2016-09-15 / Outdoors

Grouse numbers up for opener

CHIP SEEMS to have done his job on a grouse hunt in 2015. CHIP SEEMS to have done his job on a grouse hunt in 2015. On your mark, get set, whoa!

The “whoa” command will be heard often in the woods of northern Michigan starting Saturday, opening day for ruffed grouse hunting.

And dogs and owners from Leelanau County will be among those looking for birds.

“Whoa” to a bird dog signals a time to hold steady while a hunter moves into a prime spot to shoot a grouse — or at least that’s the plan.

“The dogs are ready,” said Mark Stevens, a grouse hunter from Solon Township. “I don’t know if I’m ready.”

Regardless of how many grouse are taken on opening day, hunters are likely to see more birds based on drumming counts. Stevens and Centerville Township hunter and dog handler Ed Martin band baby woodcock in the spring, and count the number of male grouse they hear “drumming” wings in a territorial display. Both reported an uptick in drumming.

Stevens also has been working his dogs leading up to the season. His training sessions are usually in Benzie County in aspen cuttings on public land.

“I think the broods are there, so I think grouse numbers are up,” Sevens said. “In the spring I make drumming counts in the area as I’m a woodcock bander, too. Now I’m seeing from three, four to six or even seven (grouse) in a clutch. They are still bunched together,” Stevens said.

Stevens and Martin are grouse dog enthusiasts. Stevens hunts with Chip, who is 11 1/2-years-old, and plans to introduce 9-week old Katie to birds some time this fall on low-key walks.

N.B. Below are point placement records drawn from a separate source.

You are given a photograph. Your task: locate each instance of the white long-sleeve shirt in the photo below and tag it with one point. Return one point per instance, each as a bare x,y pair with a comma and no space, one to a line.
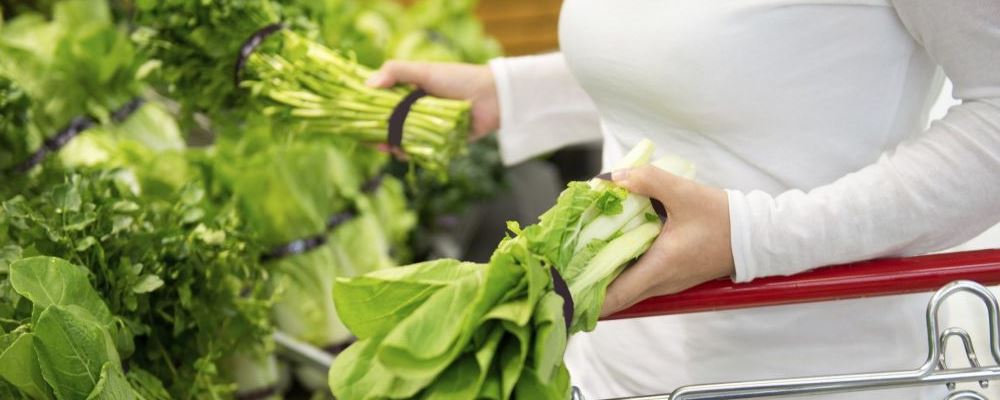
811,114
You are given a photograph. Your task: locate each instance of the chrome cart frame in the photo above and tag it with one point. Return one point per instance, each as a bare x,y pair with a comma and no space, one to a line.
934,371
949,274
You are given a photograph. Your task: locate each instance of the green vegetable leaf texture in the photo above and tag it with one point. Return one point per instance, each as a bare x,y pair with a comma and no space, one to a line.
47,281
72,349
451,330
19,366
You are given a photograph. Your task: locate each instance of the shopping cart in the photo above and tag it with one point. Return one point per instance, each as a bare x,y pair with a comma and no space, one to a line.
949,274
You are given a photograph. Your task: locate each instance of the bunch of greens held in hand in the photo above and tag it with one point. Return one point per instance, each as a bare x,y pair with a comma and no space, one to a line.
288,76
509,318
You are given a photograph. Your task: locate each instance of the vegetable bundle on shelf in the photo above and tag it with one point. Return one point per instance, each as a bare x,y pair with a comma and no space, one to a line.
508,319
309,86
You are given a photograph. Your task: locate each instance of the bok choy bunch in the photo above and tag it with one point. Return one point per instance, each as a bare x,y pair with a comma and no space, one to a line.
203,49
452,330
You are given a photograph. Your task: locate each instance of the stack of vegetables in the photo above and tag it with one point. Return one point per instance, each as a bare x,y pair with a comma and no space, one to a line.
290,77
114,193
510,318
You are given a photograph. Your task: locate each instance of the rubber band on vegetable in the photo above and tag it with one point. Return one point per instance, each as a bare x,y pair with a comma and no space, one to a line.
250,46
371,185
562,289
258,394
339,347
661,211
75,127
305,245
125,111
294,248
398,119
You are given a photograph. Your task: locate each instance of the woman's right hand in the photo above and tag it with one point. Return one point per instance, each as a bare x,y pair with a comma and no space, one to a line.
449,80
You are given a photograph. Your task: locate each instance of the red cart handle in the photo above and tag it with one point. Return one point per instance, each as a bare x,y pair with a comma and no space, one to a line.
862,279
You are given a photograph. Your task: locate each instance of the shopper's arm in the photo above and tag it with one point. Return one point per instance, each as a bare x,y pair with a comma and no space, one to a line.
930,193
534,101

“(Chip) has a couple more years in him. They aren’t going to be all-day hunts. I’m tickled pink with him,” Stevens said.

Chip came from a line of dogs maintained by Martin, owner of Leelanau Setters. Martin will be hunting Patches, 8, but plans to leave 14-year-old Brook at home.

He offered advice for dog owners in early grouse season, which is often hot.

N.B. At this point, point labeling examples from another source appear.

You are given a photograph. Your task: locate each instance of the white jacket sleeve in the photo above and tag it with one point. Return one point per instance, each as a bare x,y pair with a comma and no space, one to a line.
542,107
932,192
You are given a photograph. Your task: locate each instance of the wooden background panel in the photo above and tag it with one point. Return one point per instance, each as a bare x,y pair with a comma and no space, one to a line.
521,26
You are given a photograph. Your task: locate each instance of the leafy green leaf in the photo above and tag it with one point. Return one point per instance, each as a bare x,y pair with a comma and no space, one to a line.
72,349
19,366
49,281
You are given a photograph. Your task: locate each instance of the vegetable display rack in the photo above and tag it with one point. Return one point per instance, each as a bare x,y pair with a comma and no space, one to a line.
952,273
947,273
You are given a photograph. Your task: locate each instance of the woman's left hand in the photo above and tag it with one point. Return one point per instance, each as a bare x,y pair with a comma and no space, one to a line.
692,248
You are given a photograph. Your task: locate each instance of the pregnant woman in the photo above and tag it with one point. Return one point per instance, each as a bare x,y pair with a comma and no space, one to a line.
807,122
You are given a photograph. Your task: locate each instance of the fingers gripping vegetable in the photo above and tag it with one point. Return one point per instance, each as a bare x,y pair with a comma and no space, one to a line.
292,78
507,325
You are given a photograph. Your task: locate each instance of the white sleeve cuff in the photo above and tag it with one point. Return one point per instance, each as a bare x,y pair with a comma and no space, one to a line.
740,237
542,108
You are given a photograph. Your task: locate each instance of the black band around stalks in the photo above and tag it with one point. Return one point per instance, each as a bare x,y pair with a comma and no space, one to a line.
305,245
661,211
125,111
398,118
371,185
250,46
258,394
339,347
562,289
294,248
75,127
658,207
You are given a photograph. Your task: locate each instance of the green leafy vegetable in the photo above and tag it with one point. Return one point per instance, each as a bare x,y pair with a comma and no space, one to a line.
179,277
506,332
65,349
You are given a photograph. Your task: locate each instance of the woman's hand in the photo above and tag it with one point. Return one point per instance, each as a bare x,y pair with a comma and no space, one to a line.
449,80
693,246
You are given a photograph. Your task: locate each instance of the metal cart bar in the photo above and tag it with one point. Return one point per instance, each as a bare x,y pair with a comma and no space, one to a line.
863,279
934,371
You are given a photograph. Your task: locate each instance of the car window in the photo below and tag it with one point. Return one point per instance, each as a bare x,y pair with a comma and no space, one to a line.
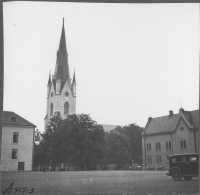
174,160
184,159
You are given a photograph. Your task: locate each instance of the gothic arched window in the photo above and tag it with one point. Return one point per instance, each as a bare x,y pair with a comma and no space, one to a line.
66,108
51,109
184,143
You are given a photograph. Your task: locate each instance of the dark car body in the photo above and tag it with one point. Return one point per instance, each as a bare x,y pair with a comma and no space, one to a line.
183,165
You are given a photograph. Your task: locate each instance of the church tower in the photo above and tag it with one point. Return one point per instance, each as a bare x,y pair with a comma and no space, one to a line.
61,92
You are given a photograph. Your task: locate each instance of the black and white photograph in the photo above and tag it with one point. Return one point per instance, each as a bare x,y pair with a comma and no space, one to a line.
100,98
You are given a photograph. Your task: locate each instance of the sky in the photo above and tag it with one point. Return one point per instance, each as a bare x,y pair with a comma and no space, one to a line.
132,61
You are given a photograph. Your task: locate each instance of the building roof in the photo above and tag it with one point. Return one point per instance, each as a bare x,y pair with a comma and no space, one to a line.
108,128
169,122
11,118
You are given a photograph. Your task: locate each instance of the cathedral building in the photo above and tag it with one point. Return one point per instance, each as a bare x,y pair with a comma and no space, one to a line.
61,90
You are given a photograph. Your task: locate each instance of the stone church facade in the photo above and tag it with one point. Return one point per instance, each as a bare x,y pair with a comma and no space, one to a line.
167,135
61,90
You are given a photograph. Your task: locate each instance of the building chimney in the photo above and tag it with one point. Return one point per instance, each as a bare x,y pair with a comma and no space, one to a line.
171,113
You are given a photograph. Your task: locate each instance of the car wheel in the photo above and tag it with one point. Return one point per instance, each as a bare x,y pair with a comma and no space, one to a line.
176,175
187,178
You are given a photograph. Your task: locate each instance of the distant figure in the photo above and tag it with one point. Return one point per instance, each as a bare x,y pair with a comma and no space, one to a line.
44,169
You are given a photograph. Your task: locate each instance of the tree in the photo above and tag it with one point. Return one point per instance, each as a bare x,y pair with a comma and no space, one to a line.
134,134
51,144
76,140
118,150
82,141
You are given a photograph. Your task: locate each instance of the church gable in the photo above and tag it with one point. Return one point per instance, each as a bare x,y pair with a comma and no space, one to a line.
170,123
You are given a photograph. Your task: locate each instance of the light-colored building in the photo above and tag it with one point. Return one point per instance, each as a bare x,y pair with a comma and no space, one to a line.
17,143
167,135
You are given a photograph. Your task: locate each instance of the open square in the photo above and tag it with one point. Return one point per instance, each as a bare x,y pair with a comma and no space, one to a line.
96,182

“You’ve got to carry a lot of water, No. 1. And you have to try to hunt around water — lakes and ponds and creeks. Watch your dog. If your dog’s tongue is three inches wide and hanging out of its mouth, you’ve got to stop and cool him off.”

While heat can zap the energy from a dog, Martin continued, humidity can be just as bad. Dogs cool off by evaporating saliva off their tongues. The more humidity, the less evaporation.

Martin, too, expects hunters to see better grouse numbers and probably more woodcock, whose season begins Saturday, Sept. 24.

“The guys who I associate with who banded woodcock had some pretty decent numbers this year, and there might have been a double clutch. We also saw lots of young grouse that had just started flying. They can still get up in trees when they’re half grown,” Martin said.

The prediction echoes that of Al Stewart, the Michigan Department of Natural Resources upland game bird specialist.

“Our survey data suggests that the Michigan grouse population last peaked in 2010 and the most recent low in grouse abundance occurred about 2013,” Stewart told the Ruffed Grouse Society. “My prediction is that in 2016, grouse hunters will experience flush rates similar to last year or up slightly.”

The next step will be actually bagging those grouse. Stevens said his odds improve in the woods.

“I can’t hit a clay target to save my soul, but I can hit the birds,” he said.

But even a seasoned bird dog backed by an accurate shooter can get frustrated this time of year. Grouse are hidden by heavy vegetation, and on most hunts half or more points are made on woodcock whose season is still nine days away.

“Every once in awhile, as a father of a dog, I get that look like, ‘Why didn’t you shoot that bird when I pointed it and did what I was suppose to do?’ Sometimes I’ll shoot but intentionally miss a woodcock to let (Chip) think I’m trying,” Stevens said.